NVIDIA today released a free edition of Parallel Nsight, a GPU-accelerated application development tool set that integrates with Visual Studio 2008 SP1 Professional edition. It can be deployed on Windows HPC Server 2008, Windows 7 and Windows Vista.

Nsight can be used to develop Compute Unified Device Architecture (CUDA) C/C++ applications, or applications that use Microsoft’s DirectCompute DirectX API. CUDA was created by NVIDIA to make its hardware accessible to developers. NVIDIA developed CUDA C/C++ as an extension to C/C++ for parallel programming. The CUDA C/C++ language is being taught at more than 350 universities, the company claims.
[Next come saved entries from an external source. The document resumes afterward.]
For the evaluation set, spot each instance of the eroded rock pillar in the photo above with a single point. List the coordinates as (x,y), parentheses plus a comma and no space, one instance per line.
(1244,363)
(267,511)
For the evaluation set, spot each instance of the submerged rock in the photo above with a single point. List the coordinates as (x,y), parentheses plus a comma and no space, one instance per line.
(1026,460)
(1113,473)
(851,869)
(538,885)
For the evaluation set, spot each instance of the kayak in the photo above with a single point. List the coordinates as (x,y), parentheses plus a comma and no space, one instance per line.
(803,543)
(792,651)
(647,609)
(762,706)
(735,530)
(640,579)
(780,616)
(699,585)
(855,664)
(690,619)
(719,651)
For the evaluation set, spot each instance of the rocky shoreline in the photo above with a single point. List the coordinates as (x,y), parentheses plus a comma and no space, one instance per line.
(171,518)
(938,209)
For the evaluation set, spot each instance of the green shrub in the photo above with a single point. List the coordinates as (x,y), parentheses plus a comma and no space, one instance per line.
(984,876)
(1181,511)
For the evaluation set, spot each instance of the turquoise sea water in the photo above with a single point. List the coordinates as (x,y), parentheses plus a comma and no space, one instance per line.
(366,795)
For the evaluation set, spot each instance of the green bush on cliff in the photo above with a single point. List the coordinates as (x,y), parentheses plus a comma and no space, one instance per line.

The Parallel Nsight tool set allows applications to execute across both CPUs and GPUs, but the GPUs must support NVIDIA’s CUDA architecture. Several NVIDIA GPUs are capable of running CUDA applications, said Sanford Russell, general manager of GPU Computing at NVIDIA.

GPUs have a parallel throughput architecture that can be exploited to accelerate applications in finance, graphics, cryptography and other disciplines.

Parallel Nsight packages 10 of NVIDIA’s development tools that were previously standalone, integrating build, debugging and profiling, said Russell. It plugs fully into Microsoft’s debugging engine, a feat that took NVIDIA a year and a half of engineering work to accomplish, he added.

“Research shows that developers believe the most difficult tasks when developing parallel applications are debugging, performance tuning and designing parallel algorithms,” said David Rich, director of technical computing at Microsoft. “By integrating GPU computing into Visual Studio, NVIDIA’s Parallel Nsight is transforming the way GPU-based parallel computing applications are developed for Windows.”

A Professional edition of Parallel Nsight is available as a release candidate. It adds additional functionality, including a CUDA C/C++ performance analyzer, OpenCL and OpenGL analyzers, and DirectX 10 and 11 analyzers.